Me parece que este lugar es un buen punto de inicio para introducirnos en una dinámica de recorrido urbano, ya que además de la propuesta que nos da La Posada del Corregidor, tenemos el influjo de cercanía que atrayentemente nos ofrece el centro cultural Goethe a unos metros. Además encontramos la tienda Wescoast, especializada en coleccionismo de viejas joyas del cine, así como infinidad de juguetes, historietas y souvenires que al estilo de una excéntrica tienda gringa como las que salen en las películas, nos abre una puerta a maravillarnos con una memorabilia que nos sorprende al hacerse propia. Entre los anaqueles hay revistas del Dr Mortis, primeros números de Condorito, Jungla, Capitán Júpiter y una serie de cosas más que nos traen el recuerdo de la infancia: fotos originales de la Guerra de las Galaxias, figuras de acción de He-man, trenes eléctricos, e infinidad de curiosidades que se agolpan en auténticos cerros y cerros. Hay definitivamente en este barrio un aire nuevo. Un punto decidor lo marcan las tiendas de diseño que han aflorado entre las casas viejas, con un estilo colorido, independiente. Son aire fresco en cuanto a lo que uno estaba acostumbrado en el centro lleno de multitiendas. Por ejemplo la tienda Niña Luna, atendida por sus dueñas se dedica a la venta de arte, diseño, vestuario, decoración, eligiendo con pinzas lo más top entre artistas y diseñadores jóvenes de vestuario. Otro punto alto en cuanto a Diseño Independiente lo da el Bazar Siete Seis. Igualmente atendido por sus dueñas, Rocío Contreras y Valentina Aylwin, se especializa en accesorios y exclusividades de toda índole.

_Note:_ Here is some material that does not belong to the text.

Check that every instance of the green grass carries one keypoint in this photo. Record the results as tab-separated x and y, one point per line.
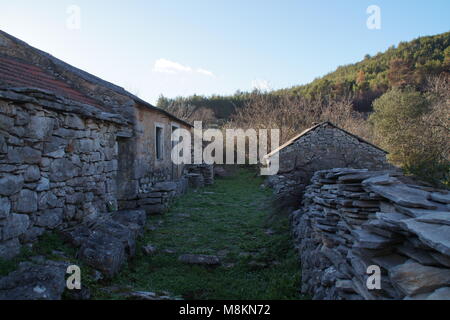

La intención de estas tiendas, cuya ubicación en el sector para nada obedece a una casualidad, es rescatar el barrio, dándole un cariz nuevo, realzando los viejos colores que bullen como un sentido de vida que se abre para los curiosos, los caminantes que esperan descubrir en la ciudad un rumbo renovado, lleno de actividades al aire libre. Un rumbo que más encima nos queda a la vuelta de la esquina. Sólo nos basta bajarnos en el metro Bellas Artes y caminar hacia el poniente hasta llegar a calle Esmeralda.